Growth characteristics of M. acetivorans models. The models were simulated using experimental growth substrate uptakes of MeOH:20, Acetate:7, and CO:11.6 mmol/gDCW/hr. Since experimental TMA uptake rates were not available, it was set to 6.77 mmol/gDCW/hr across all the models. This value was determined by fitting iST807 to experimental growth rates on TMA. iVS941 gave unrealistically large growth yields and therefore the values were omitted from the growth yield plot for a clearer display of the other models' performances. iVS941 also did not predict any methane production under the given growth conditions.
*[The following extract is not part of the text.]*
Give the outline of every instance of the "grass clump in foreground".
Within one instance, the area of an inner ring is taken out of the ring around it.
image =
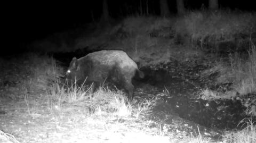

Experimental growth rates are from [–40]. Experimental growth yields are from [–42]. Experimental CH₄ production rates are from [, –44].

Figure 5

Conservation of metabolic reactions. A map showing the extent of conservation for the reactions of the M. acetivorans model iST807 (as encoded in the gene-protein-reaction associations (GPRs) of the model). Nodes represent either a metabolite or reaction and edges indicate the dependencies between reactions and metabolites. Reactions on the blue end of the spectrum are facilitated by enzymes that are conserved in relatively few of the 221 archaea in the database while reactions in red are facilitated by highly conserved enzymes. Reactions with thin grey lines are not associated with genes. To assess conservation, the db_evaluateReactionsFromGpr.py functionality of the ITEP software [45] was used. It computes homologous genes to those in the GPRs of each reaction in iST807. The ITEP function was executed with the “or” option enabled to identify whether any of the enzymes (or enzymatic subunits) annotated as facilitating the reactions were encoded in the organism.

Figure 6

Fraction of conserved reactions. Grouping of the information shown in Figure 5 by metabolic subsystem (as annotated in iST807). The overall height of each bar indicates the total fraction of reactions in the metabolic subsystem that are conserved, while the height of individual portions of each bar indicates the relative conservation of reaction in the subsystem from that organism. The 221 archaea were grouped by taxonomic order, yielding 12 distinct groups as seen in the legend. Metabolic subsystems labels are color coded: amino acid metabolism subsystems in blue, vitamin and cofactor metabolism subsystems in green, central metabolism subsystems in red, and other categories in black.

Figure 7

Diversity and phylogeny of metabolic models. (a) The uniqueness of the reactions in each of the metabolic models. Here, we define uniqueness to be the fraction of 221 archaea that do not have the reaction currently present in the respective model; higher uniqueness means fewer of the organisms contain the genes coding enzymes that are annotated by the GPRs of the specified models. The presence of the genes is computed using ITEP as discussed in Figure 5. (b) A phylogenetic tree computed based on similarity to the M. acetivorans model iST807. This tree is based on the ITEP results discussed in Figure 5.